And it becomes even more complicated if you’ve spent good money to travel to the holiday destination. “How do you get ‘paisa vasool’ on the travel expenses if all you want to do is sit in a room and read a book?” is a question I’m faced with time and again.
My own counter to this is: “What’s the point of being on holiday if I can’t read the books that I don’t get the time to read when I am not on holiday?” Or, what is the point of a holiday if it has to be spent in activities that stress you out — such as stepping out of the hotel, or shopping, or being in a vertical position? Pushed to a corner, I play my trump card: “What’s the point of being on holiday if I can’t do whatever I want?”
To which, my wife’s response is: “Why travel thousands of kilometres, to a place full of natural beauty, only to shut yourself up in a room with a book?” Yes, I say, we could have stayed at home for the duration of the holiday. Apparently, there is even a term for it: ‘staycation’.

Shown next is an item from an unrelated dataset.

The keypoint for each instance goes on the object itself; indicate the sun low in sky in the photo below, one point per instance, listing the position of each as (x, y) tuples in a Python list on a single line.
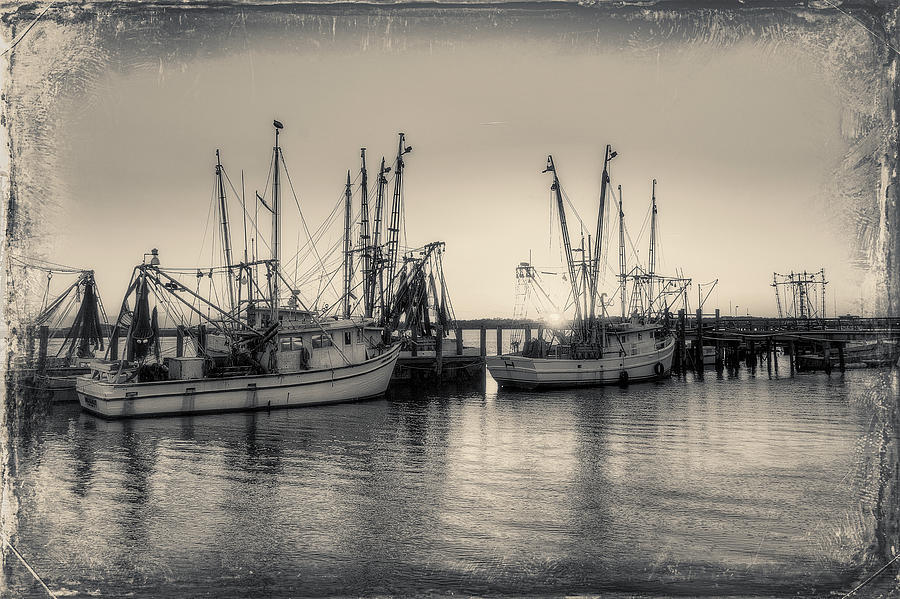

Indeed, a ‘staycation’ has many advantages over a conventional vacation. Its chief merit is that it’s the cheapest vacation anyone can have: no expenditure on plane or train tickets, no getting ripped off by taxi drivers, food is home-cooked, and accommodation is ‘free’. You also save yourself from the economic obligation to ‘go out and explore’ the place you’re holidaying in, since you’ve spent nothing to arrive at your holiday destination.
So I try to convince my wife that the ultimate holiday destination is home — which, I am told, is also the profound truth discovered by Santiago, the hero of Paulo Coelho’s The Alchemist. But while Santiago realises it only after many years of travelling, I was born with that insight.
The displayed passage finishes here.